Participation was by invitation only, and included a dozen executives (SVP and VP level primarily) from a broad range of companies: Cisco, Whirlpool, Manugistics, Deere, Cemex, Colgate-Palmolive, Sabre and Sun Microsystems. Cisco was represented at a senior level by Larry Carter, CFO, and Carl Redfield, SVP Manufacturing. Professor Dave Pyke, a Tuck School professor in operations management, moderated the roundtable and Tuck's Eric Johnson and Praveen Kopalle, as well as marketing and operations faculty from Stanford and Wharton, provided the academic perspective and balance to the discussion. The day included an interesting conversation with Cisco's CEO, John Chambers.
At the broadest level, some of the conclusions supported by the summit discussion are:
- Given globalization and the increased speed at which the economy functions, the costs to the system of sharing bad information or hoarding useful information have gone up dramatically - but companies are again beginning to withhold information from partners in order to extract more value for themselves;
- Digital technology has greatly increased the ability to share information in a timely manner - but organizational cultures are not always keeping pace with the changes technology is enabling;
- Real-time tailored product differentiation is increasingly possible and important - but it requires a different and more integrated and visible way of thinking about manufacturing, component standardization, and product collaboration, thereby producing a solution-centric approach;
- Tailored or dynamic pricing is viable - but unlike in the Amazon.com experiment, it must be accompanied by clear product differentiation or executed through plausible channel segmentation;
- The importance of accurate forecasting has not diminished with the speed of data availability - but it may require forecasting possibilities rather than probabilities - a more scenario planning oriented approach rather than an extrapolation of the past;
- The value of coordinating marketing and supply chain information has been traditionally thought of as offering the opportunity to make the supply chain more responsive to customer demand - but there are just as many gains to be made from understanding the supply chain opportunity costs of pricing, promotion or product configuration decisions.
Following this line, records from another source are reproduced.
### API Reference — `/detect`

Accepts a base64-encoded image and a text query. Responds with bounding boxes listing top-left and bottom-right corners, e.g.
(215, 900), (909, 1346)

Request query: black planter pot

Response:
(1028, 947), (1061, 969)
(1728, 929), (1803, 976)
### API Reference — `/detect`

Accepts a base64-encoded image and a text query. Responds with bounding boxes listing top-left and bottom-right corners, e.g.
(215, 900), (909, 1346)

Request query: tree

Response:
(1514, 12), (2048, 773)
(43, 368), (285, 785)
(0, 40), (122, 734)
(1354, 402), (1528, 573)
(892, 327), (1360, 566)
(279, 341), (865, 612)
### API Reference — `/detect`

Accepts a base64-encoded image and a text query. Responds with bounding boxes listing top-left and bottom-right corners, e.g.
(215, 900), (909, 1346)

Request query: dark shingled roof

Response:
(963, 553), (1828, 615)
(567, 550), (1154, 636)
The center and Cisco are exploring making this roundtable summit format an ongoing series on the impact of networked technology on all aspects of the management of enterprises. Initial feedback form this first Thought Leadership Summit on Digital Strategies was very positive.
"The session allowed me to test my mental models of the supply chain work we are doing at Whirlpool in a very time-efficient manner," stated Reuben Slone of Whirlpool.
"Establishing and extending a set of contacts solving similar business issues and doing so in an intimate setting, rather than a large conference was a critical element," reflected Lisa Smith of Deere. "The decision to limit the 'at the table' group of individuals and facilitate an open discussion forum delivered a greater impact than any day at an industry conference would have."
Pete Fader, a marketing professor from Wharton emphasized, "This was the single best interdisciplinary conference I've ever participated in."